The GP practice sent a letter to its 10,000 patients, claiming that its doctors were dealing with an "unsustainable workload" and were "at breaking point."
The letter informed patients of a new scheme, where they will only be able to book an appointment on the same day if their illness is "medically urgent." In other cases, patients may have to wait up to seven days for an appointment and, in the most minor ones, may only be dealt with over the telephone.
Labour MP for Halifax, Linda Riordan, said:
"The NHS is under extreme pressure and doctors are at breaking point. I've had all ages coming to me about their concerns, including mothers for their children.

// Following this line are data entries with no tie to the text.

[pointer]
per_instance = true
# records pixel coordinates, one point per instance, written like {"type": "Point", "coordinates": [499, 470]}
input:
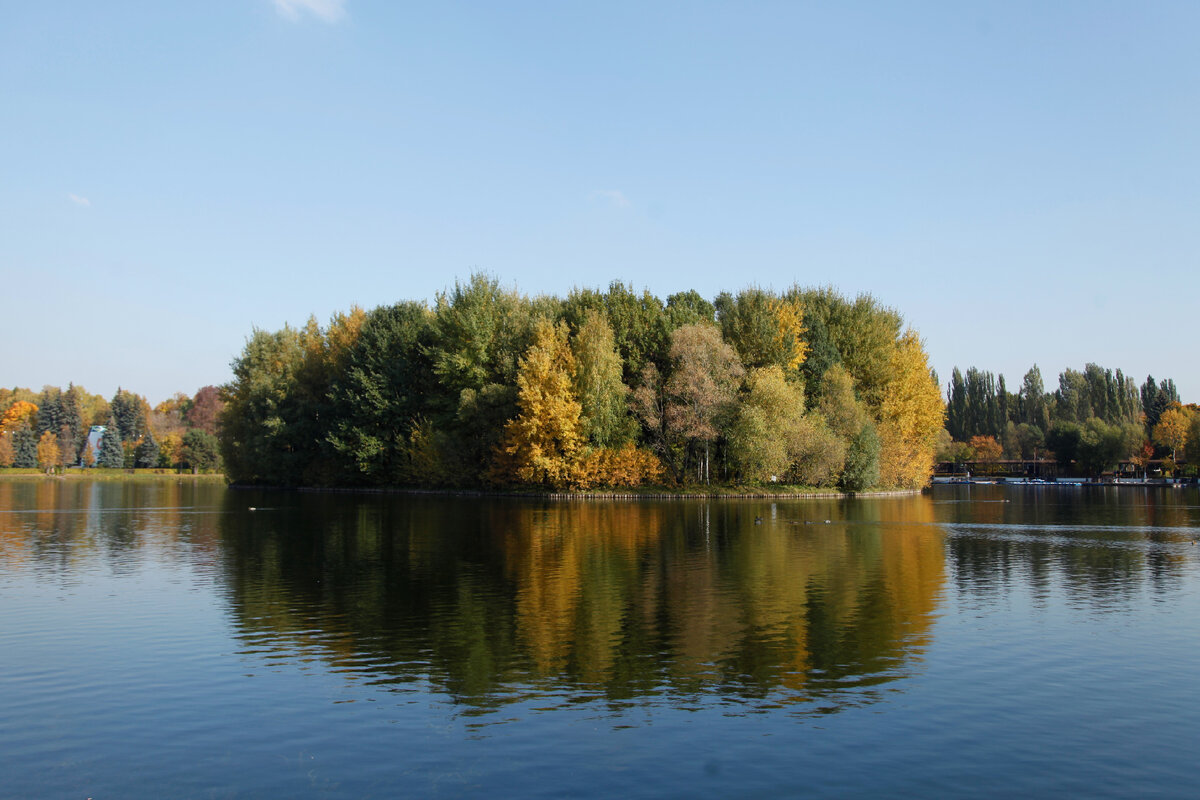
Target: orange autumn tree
{"type": "Point", "coordinates": [911, 415]}
{"type": "Point", "coordinates": [541, 443]}
{"type": "Point", "coordinates": [48, 451]}
{"type": "Point", "coordinates": [18, 414]}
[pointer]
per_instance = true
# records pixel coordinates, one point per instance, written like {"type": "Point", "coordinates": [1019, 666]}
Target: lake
{"type": "Point", "coordinates": [187, 641]}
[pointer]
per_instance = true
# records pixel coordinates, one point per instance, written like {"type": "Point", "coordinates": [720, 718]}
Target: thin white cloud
{"type": "Point", "coordinates": [616, 197]}
{"type": "Point", "coordinates": [329, 11]}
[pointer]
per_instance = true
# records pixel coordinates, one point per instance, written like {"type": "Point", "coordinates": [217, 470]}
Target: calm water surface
{"type": "Point", "coordinates": [190, 641]}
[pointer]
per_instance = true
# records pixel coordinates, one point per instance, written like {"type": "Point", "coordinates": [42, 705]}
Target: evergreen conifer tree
{"type": "Point", "coordinates": [24, 444]}
{"type": "Point", "coordinates": [112, 455]}
{"type": "Point", "coordinates": [72, 419]}
{"type": "Point", "coordinates": [147, 455]}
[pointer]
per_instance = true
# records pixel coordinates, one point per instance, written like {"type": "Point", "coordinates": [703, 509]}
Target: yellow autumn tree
{"type": "Point", "coordinates": [18, 414]}
{"type": "Point", "coordinates": [1173, 429]}
{"type": "Point", "coordinates": [790, 331]}
{"type": "Point", "coordinates": [541, 444]}
{"type": "Point", "coordinates": [48, 451]}
{"type": "Point", "coordinates": [910, 416]}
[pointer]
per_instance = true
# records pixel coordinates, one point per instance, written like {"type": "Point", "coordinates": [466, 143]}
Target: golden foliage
{"type": "Point", "coordinates": [985, 447]}
{"type": "Point", "coordinates": [790, 330]}
{"type": "Point", "coordinates": [1173, 429]}
{"type": "Point", "coordinates": [911, 415]}
{"type": "Point", "coordinates": [617, 467]}
{"type": "Point", "coordinates": [18, 414]}
{"type": "Point", "coordinates": [171, 449]}
{"type": "Point", "coordinates": [541, 443]}
{"type": "Point", "coordinates": [48, 451]}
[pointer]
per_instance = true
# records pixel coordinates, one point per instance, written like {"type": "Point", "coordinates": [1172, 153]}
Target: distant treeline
{"type": "Point", "coordinates": [51, 429]}
{"type": "Point", "coordinates": [601, 389]}
{"type": "Point", "coordinates": [1095, 420]}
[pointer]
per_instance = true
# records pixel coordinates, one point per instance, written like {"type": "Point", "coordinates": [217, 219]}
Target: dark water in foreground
{"type": "Point", "coordinates": [167, 641]}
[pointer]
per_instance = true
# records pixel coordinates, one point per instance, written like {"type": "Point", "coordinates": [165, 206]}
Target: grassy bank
{"type": "Point", "coordinates": [99, 474]}
{"type": "Point", "coordinates": [640, 493]}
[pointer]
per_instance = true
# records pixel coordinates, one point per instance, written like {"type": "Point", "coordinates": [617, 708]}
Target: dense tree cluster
{"type": "Point", "coordinates": [600, 389]}
{"type": "Point", "coordinates": [1095, 420]}
{"type": "Point", "coordinates": [51, 429]}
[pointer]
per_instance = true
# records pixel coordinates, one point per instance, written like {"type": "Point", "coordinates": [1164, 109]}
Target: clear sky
{"type": "Point", "coordinates": [1020, 180]}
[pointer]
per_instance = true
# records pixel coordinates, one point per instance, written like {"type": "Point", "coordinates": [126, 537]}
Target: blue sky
{"type": "Point", "coordinates": [1020, 180]}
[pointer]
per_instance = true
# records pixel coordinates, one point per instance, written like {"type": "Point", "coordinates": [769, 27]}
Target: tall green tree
{"type": "Point", "coordinates": [201, 451]}
{"type": "Point", "coordinates": [263, 439]}
{"type": "Point", "coordinates": [862, 469]}
{"type": "Point", "coordinates": [385, 386]}
{"type": "Point", "coordinates": [604, 397]}
{"type": "Point", "coordinates": [24, 445]}
{"type": "Point", "coordinates": [147, 453]}
{"type": "Point", "coordinates": [701, 390]}
{"type": "Point", "coordinates": [112, 452]}
{"type": "Point", "coordinates": [1033, 401]}
{"type": "Point", "coordinates": [72, 417]}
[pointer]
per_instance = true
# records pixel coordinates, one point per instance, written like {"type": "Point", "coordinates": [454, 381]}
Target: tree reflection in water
{"type": "Point", "coordinates": [493, 600]}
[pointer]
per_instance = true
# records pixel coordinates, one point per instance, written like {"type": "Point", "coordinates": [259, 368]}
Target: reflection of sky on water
{"type": "Point", "coordinates": [169, 641]}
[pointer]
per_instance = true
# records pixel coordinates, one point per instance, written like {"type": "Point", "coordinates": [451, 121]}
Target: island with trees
{"type": "Point", "coordinates": [603, 389]}
{"type": "Point", "coordinates": [57, 428]}
{"type": "Point", "coordinates": [1096, 422]}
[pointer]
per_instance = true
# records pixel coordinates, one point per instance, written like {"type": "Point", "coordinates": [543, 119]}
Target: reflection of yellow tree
{"type": "Point", "coordinates": [575, 570]}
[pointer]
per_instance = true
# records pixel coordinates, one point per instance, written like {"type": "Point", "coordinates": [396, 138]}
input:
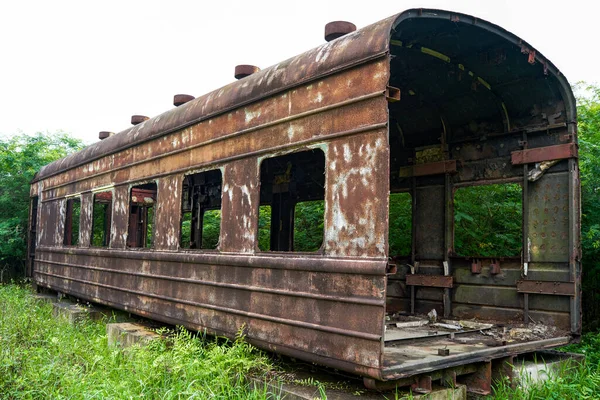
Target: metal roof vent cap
{"type": "Point", "coordinates": [180, 99]}
{"type": "Point", "coordinates": [242, 71]}
{"type": "Point", "coordinates": [336, 29]}
{"type": "Point", "coordinates": [104, 134]}
{"type": "Point", "coordinates": [138, 119]}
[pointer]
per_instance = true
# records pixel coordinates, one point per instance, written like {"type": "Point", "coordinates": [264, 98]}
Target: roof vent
{"type": "Point", "coordinates": [138, 119]}
{"type": "Point", "coordinates": [180, 99]}
{"type": "Point", "coordinates": [242, 71]}
{"type": "Point", "coordinates": [104, 134]}
{"type": "Point", "coordinates": [336, 29]}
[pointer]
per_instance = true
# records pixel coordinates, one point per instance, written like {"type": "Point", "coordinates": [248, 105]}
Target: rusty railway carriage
{"type": "Point", "coordinates": [425, 103]}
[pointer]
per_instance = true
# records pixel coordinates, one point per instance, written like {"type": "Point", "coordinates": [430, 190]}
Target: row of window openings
{"type": "Point", "coordinates": [291, 213]}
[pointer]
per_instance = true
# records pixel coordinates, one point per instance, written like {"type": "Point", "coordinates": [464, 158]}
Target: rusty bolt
{"type": "Point", "coordinates": [336, 29]}
{"type": "Point", "coordinates": [180, 99]}
{"type": "Point", "coordinates": [242, 71]}
{"type": "Point", "coordinates": [138, 119]}
{"type": "Point", "coordinates": [104, 134]}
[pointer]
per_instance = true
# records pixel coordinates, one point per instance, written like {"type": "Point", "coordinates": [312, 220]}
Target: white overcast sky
{"type": "Point", "coordinates": [83, 67]}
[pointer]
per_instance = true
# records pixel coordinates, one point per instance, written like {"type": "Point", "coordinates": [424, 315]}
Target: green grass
{"type": "Point", "coordinates": [42, 357]}
{"type": "Point", "coordinates": [573, 380]}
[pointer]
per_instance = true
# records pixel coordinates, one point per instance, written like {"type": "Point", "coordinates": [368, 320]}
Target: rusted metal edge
{"type": "Point", "coordinates": [563, 85]}
{"type": "Point", "coordinates": [547, 153]}
{"type": "Point", "coordinates": [402, 371]}
{"type": "Point", "coordinates": [224, 160]}
{"type": "Point", "coordinates": [300, 324]}
{"type": "Point", "coordinates": [221, 160]}
{"type": "Point", "coordinates": [546, 287]}
{"type": "Point", "coordinates": [434, 168]}
{"type": "Point", "coordinates": [342, 299]}
{"type": "Point", "coordinates": [312, 263]}
{"type": "Point", "coordinates": [180, 117]}
{"type": "Point", "coordinates": [430, 280]}
{"type": "Point", "coordinates": [360, 369]}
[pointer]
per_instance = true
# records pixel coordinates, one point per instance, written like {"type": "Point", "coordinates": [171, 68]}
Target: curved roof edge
{"type": "Point", "coordinates": [357, 47]}
{"type": "Point", "coordinates": [565, 87]}
{"type": "Point", "coordinates": [366, 43]}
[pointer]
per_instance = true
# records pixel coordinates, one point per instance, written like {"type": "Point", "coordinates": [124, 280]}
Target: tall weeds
{"type": "Point", "coordinates": [42, 357]}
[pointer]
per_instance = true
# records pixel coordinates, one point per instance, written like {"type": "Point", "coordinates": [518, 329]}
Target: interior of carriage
{"type": "Point", "coordinates": [469, 99]}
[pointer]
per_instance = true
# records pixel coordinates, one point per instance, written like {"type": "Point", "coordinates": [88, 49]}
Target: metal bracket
{"type": "Point", "coordinates": [392, 94]}
{"type": "Point", "coordinates": [430, 280]}
{"type": "Point", "coordinates": [547, 153]}
{"type": "Point", "coordinates": [434, 168]}
{"type": "Point", "coordinates": [476, 266]}
{"type": "Point", "coordinates": [546, 287]}
{"type": "Point", "coordinates": [494, 267]}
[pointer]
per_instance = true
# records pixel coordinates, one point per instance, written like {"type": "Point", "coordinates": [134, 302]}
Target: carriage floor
{"type": "Point", "coordinates": [416, 345]}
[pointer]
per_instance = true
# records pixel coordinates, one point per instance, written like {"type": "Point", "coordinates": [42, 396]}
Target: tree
{"type": "Point", "coordinates": [21, 156]}
{"type": "Point", "coordinates": [588, 113]}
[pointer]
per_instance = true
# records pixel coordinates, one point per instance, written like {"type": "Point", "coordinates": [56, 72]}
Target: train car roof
{"type": "Point", "coordinates": [368, 43]}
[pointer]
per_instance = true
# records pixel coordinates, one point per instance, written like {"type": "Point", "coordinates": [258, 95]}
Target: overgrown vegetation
{"type": "Point", "coordinates": [588, 113]}
{"type": "Point", "coordinates": [488, 220]}
{"type": "Point", "coordinates": [42, 357]}
{"type": "Point", "coordinates": [572, 380]}
{"type": "Point", "coordinates": [21, 156]}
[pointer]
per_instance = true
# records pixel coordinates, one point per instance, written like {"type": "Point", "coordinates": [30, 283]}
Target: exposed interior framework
{"type": "Point", "coordinates": [478, 107]}
{"type": "Point", "coordinates": [470, 99]}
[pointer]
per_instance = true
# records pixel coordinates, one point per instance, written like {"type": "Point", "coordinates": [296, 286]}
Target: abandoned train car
{"type": "Point", "coordinates": [425, 104]}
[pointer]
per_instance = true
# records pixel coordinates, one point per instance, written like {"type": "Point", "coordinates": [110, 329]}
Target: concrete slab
{"type": "Point", "coordinates": [47, 297]}
{"type": "Point", "coordinates": [75, 313]}
{"type": "Point", "coordinates": [127, 334]}
{"type": "Point", "coordinates": [542, 366]}
{"type": "Point", "coordinates": [290, 391]}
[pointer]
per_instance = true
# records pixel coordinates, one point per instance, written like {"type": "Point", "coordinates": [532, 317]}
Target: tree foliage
{"type": "Point", "coordinates": [588, 113]}
{"type": "Point", "coordinates": [21, 156]}
{"type": "Point", "coordinates": [488, 221]}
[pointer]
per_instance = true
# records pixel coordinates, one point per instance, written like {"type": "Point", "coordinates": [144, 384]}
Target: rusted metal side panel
{"type": "Point", "coordinates": [429, 223]}
{"type": "Point", "coordinates": [353, 49]}
{"type": "Point", "coordinates": [168, 213]}
{"type": "Point", "coordinates": [330, 106]}
{"type": "Point", "coordinates": [356, 219]}
{"type": "Point", "coordinates": [120, 217]}
{"type": "Point", "coordinates": [280, 304]}
{"type": "Point", "coordinates": [239, 221]}
{"type": "Point", "coordinates": [85, 228]}
{"type": "Point", "coordinates": [548, 218]}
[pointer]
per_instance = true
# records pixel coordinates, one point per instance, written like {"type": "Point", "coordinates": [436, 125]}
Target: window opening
{"type": "Point", "coordinates": [72, 220]}
{"type": "Point", "coordinates": [264, 228]}
{"type": "Point", "coordinates": [488, 220]}
{"type": "Point", "coordinates": [201, 210]}
{"type": "Point", "coordinates": [101, 219]}
{"type": "Point", "coordinates": [400, 224]}
{"type": "Point", "coordinates": [292, 186]}
{"type": "Point", "coordinates": [309, 218]}
{"type": "Point", "coordinates": [142, 200]}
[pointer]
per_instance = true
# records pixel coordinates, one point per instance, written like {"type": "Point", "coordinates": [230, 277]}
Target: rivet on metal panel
{"type": "Point", "coordinates": [391, 268]}
{"type": "Point", "coordinates": [423, 384]}
{"type": "Point", "coordinates": [392, 94]}
{"type": "Point", "coordinates": [138, 119]}
{"type": "Point", "coordinates": [244, 70]}
{"type": "Point", "coordinates": [476, 266]}
{"type": "Point", "coordinates": [494, 267]}
{"type": "Point", "coordinates": [336, 29]}
{"type": "Point", "coordinates": [104, 134]}
{"type": "Point", "coordinates": [180, 99]}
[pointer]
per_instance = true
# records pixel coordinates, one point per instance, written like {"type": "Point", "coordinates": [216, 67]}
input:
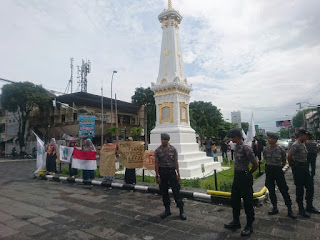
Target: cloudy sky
{"type": "Point", "coordinates": [253, 56]}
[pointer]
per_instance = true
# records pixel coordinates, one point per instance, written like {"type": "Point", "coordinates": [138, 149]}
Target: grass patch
{"type": "Point", "coordinates": [224, 178]}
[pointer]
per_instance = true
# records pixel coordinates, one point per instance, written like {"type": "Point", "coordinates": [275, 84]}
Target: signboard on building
{"type": "Point", "coordinates": [285, 123]}
{"type": "Point", "coordinates": [86, 125]}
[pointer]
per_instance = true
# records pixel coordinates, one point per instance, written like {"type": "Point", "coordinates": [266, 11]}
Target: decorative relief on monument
{"type": "Point", "coordinates": [183, 112]}
{"type": "Point", "coordinates": [166, 112]}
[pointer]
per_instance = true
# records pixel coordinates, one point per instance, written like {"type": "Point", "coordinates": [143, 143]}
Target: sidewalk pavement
{"type": "Point", "coordinates": [34, 209]}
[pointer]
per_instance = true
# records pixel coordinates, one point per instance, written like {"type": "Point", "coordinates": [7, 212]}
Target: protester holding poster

"If their child has a temperature, who do they go to? The already gridlocked A&E services? This is a real crisis, not only in Halifax, but nationwide."
Linda Millband, joint head of the medical negligence team at Thompsons Solicitors, commented:
"This decision is deeply concerning for all residents of Halifax who use the Keighley Road practice and is a reflection of the state of the NHS under this government. GP surgeries, like most NHS services, are stretched to the limit as they face increased patient numbers, funding cuts and a lack of support to address these issues.
"We have worked with thousands of victims of clinical negligence, many of whom have been affected by delays or oversights in their diagnosis. It is therefore vital that patients with any type of medical condition can access medical support when they need it. If they are unable to do this then, in some cases, this delay or inability to see a doctor could prove to be the difference between treating or failing to treat a condition in sufficient time to cure it."